LONDON — Rory Stewart, former U.K. secretary of state for international development, has said it was “incredibly difficult” to convince his Cabinet colleagues of the merits of aid spending while he was in government.
At a time when public finances have been tight, Stewart added that politicians often preferred to avoid the topic.
Speaking during a panel discussion Friday, he said that “it’s very, very difficult, frankly,” to make the case for development aid. “Not only can I not convince the public; I can’t even convince colleagues around the Cabinet table.”
He continued: “They just cannot understand, in a world in which I can’t get £1.5 million [$1.9 million] to keep a national park open in Britain, why I have … a £400 million program in Pakistan. It’s too easy for people to say: ‘Wait a second — that’s 1% [of the] budget of the Pakistan army. Why are you doing this? Why are you giving these people money?’”
“It's very, very difficult to change voters' minds when they fundamentally have an antipathy towards [development aid].”— Rory Stewart, former U.K. secretary of state for international development
While the aid budget was protected throughout the United Kingdom’s years of austerity, other government departments saw their budgets squeezed and public services were cut. Stewart said that while he was prisons minister in the Ministry of Justice — prior to being appointed to the Department for International Development in 2019 — his department was renting out its office space for extra revenue. Meanwhile, DFID was “happily writing £250 million checks for education programs in Ethiopia.”
Stewart — who is widely seen as a supporter of aid — dismissed the idea that more public communication was needed around development. Instead, he said the “chicken-and-egg” problem for politicians is that they do not often talk “about development aid … [because] voters don’t want to hear about it.”
He added: “It's very, very difficult to change voters' minds when they fundamentally have an antipathy towards it. … It feels often, to them, as if they are on the hook forever; the people they are giving money to are often, by definition, the least productive members of society — they may be elderly, they may be disabled people.

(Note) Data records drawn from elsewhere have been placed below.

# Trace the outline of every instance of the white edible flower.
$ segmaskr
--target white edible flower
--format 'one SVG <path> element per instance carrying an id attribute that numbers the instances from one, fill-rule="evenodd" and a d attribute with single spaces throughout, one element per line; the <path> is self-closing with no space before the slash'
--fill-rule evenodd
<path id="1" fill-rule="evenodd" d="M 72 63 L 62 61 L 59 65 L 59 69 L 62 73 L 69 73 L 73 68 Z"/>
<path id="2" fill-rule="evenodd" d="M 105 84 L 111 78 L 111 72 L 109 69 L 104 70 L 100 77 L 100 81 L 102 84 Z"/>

“It goes totally against what they [taxpayers] were brought up to believe, which is development investment is going to have this sort of magnificent transformatory effect — they build a road or something, and the economy takes off and they don’t need to be there any more.”
The highly “technocratic” nature of development programming also means that the views of taxpayers in donor countries tend to be ignored, Stewart added. “The British taxpayer [who] is being asked to provide … £14 billion of assistance per year has quite strong views themselves on what they do want to support and don’t want to support.”
He cited cash transfers as a technical “good buy” for development officials but “extremely difficult to explain to the taxpayer,” adding that “it goes totally against all that they were told about development.”